The Atchalta team participated in an open discussion of the Knesset’s Foreign Affairs and Defense Committee called by MK Ze’ev Elkin that dealt with UNRWA. In the discussion it was revealed that more than two weeks after important countries stopped their support for the Agency due to its connection to Hamas, there was no discussion on the issue led by the Prime Minister or the head of the National Security Council.

 

The professional echelon in various government ministries is the one that actually crystalizes the policy vis-a-vis UNRWA. They are acting without coordination and with a very vague directive. For example, even though Israeli intelligence officials claimed to have presented the Americans with incriminating materials regarding UNRWA, Israel did not pass such information to the European Union (at least according to EU High Representative of the Union for Foreign Affairs and Security Policy Joseph Borrell). On the one hand, it is reported that the Prime Minister instructed the IDF to examine alternatives to working with UNRWA in the field, and on the other hand, the state representatives in Washington explain why at this stage UNRWA has no alternative there.

 

The government’s conduct does not reflect an internalization of how significant the issue is, as one that may instill a sense of loss for Hamas in the war. The dissolution of UNRWA means the practical cancellation of the ‘right of return’ and its removal from the agenda.

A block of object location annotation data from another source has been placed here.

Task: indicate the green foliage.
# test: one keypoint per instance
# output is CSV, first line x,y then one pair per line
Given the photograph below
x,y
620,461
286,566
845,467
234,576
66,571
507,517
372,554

According to UNRWA’s unique definition, the status of a refugee is inherited. The Agency does not update its lists, and even those hundreds of thousands ‘refugees’ who have left the refugee camps, become citizens elsewhere, left abroad, or now live under Palestinian rule – are counted as refugees. Thus, their number today has climbed to almost 6 million, while after the War of Independence in 1948 they numbered only about 700 thousand refugees.

 

Updating the number of refugees according to the existing generic definitions of the United Nations, is expected to reduce their number to several tens of thousands at most and, in fact, eliminate the issue of the refugees as an important variable in the Israeli-Palestinian conflict. Hamas will not be able to claim victory if the result of the war it started is the practical cancellation of ‘the right of return’.

 

The fear of a humanitarian crisis is of course a weighty issue. But even in this case, the solution seems to be available. Until now, the international community adopted the Egyptian point of view and looked at the problem of the displaced people as a political problem rather than a humanitarian one. The possibility of dismantling UNRWA might be a reason for creating international pressure on Egypt to temporarily open its border. Unfortunately, so far, no such pressure has been applied.

 

In any case, these are weighty issues, and it is unperceivable that they are not dealt with by politicians, but rather by the professional ranks.